There is an almost endless range of cultivars of anemones, daffodils, Dutch iris, freesias, hyacinths, ranunculus and tulips to choose from. The ones that put on the best show in my garden are daffodils, Dutch iris and tulips and a few of my favourite cultivars are:
Daffodils-fortune (yellow with a frilly orange cup); ice follies (creamy white); geranium (cluster form, white with orange-red cup); manly (double form, white with orange centres)
Dutch iris- blue magic (purple-blue); Casablanca (white with yellow tongue); paris (dark blue)

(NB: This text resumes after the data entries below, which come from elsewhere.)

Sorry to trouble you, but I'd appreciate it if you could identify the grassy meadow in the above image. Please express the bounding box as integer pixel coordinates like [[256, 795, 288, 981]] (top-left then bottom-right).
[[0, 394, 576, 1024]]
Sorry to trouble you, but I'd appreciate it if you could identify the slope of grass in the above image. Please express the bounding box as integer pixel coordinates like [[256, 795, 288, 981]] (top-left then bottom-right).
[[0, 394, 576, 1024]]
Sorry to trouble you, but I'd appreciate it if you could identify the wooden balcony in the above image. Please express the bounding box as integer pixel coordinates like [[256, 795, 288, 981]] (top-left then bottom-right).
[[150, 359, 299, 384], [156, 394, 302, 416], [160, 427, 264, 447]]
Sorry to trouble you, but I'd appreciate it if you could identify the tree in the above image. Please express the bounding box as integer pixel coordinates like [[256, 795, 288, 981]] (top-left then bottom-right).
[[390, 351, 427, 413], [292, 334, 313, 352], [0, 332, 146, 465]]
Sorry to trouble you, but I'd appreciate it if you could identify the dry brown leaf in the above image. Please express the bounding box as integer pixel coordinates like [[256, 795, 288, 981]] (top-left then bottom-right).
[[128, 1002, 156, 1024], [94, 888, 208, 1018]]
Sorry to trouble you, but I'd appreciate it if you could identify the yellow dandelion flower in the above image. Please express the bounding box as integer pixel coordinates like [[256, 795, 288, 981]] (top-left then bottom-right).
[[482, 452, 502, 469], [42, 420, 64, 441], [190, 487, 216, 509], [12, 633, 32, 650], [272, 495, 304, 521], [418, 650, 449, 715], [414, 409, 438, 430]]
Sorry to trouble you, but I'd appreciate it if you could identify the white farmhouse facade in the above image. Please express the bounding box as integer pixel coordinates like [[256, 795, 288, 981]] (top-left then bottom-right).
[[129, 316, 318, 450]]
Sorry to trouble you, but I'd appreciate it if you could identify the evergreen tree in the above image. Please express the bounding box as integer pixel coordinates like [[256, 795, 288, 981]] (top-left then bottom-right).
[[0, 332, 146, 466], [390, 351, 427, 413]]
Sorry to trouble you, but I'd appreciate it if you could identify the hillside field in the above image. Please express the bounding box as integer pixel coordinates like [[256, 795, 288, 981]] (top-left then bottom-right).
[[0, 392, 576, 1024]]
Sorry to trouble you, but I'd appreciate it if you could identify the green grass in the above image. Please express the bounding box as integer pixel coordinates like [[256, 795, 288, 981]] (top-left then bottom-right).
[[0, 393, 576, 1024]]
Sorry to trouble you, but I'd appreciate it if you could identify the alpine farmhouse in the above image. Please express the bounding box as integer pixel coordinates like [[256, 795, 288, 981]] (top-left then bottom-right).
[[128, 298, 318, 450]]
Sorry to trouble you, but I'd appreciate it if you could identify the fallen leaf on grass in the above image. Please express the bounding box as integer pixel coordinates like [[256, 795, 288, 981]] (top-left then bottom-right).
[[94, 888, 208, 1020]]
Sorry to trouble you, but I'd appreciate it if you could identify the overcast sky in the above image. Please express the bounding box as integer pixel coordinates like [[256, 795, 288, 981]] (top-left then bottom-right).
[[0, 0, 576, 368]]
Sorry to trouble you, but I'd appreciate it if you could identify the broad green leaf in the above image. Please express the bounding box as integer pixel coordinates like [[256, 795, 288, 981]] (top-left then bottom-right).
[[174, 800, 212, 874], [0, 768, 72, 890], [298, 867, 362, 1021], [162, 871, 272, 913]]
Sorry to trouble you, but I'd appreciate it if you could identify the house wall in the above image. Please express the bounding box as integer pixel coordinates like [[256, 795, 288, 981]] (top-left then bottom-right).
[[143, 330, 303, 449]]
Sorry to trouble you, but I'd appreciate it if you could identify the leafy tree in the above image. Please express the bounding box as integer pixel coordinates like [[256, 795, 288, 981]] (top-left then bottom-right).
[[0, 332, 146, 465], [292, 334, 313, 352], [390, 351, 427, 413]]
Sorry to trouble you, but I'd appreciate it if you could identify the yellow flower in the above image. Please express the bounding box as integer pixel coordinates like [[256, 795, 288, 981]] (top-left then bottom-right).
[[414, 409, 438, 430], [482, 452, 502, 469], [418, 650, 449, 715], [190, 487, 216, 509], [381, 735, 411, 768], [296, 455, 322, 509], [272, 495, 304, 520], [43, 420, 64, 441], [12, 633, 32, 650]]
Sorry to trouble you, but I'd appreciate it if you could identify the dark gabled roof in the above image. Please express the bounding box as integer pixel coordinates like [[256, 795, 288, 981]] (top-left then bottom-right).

Tulips- queen of the night (dark purple/black); flaming parrot (large ruffled yellow petals with red edges); claudia ( purple with white edges); ile de france ( red); Barcelona (fuchsia purple).
Plant these types of bulbs in sunny spots in the garden or in pots in April/May. Mulch and fertilise with a complete fertilizer as the leaves begin to emerge in spring. After flowering finishes you can remove the spent flower heads but it is best to leave the leaves in place until they yellow or begin to die back (they are putting the nutrients and energy into next year’s bulbs in the ground). I tend to leave bulbs in the ground for several years, where they will multiply each spring/summer growing period. Lifting and separating bulbs (particularly tulips) is worthwhile if you want to spread them in other parts of the garden or if you feel they are getting overcrowded in their existing location.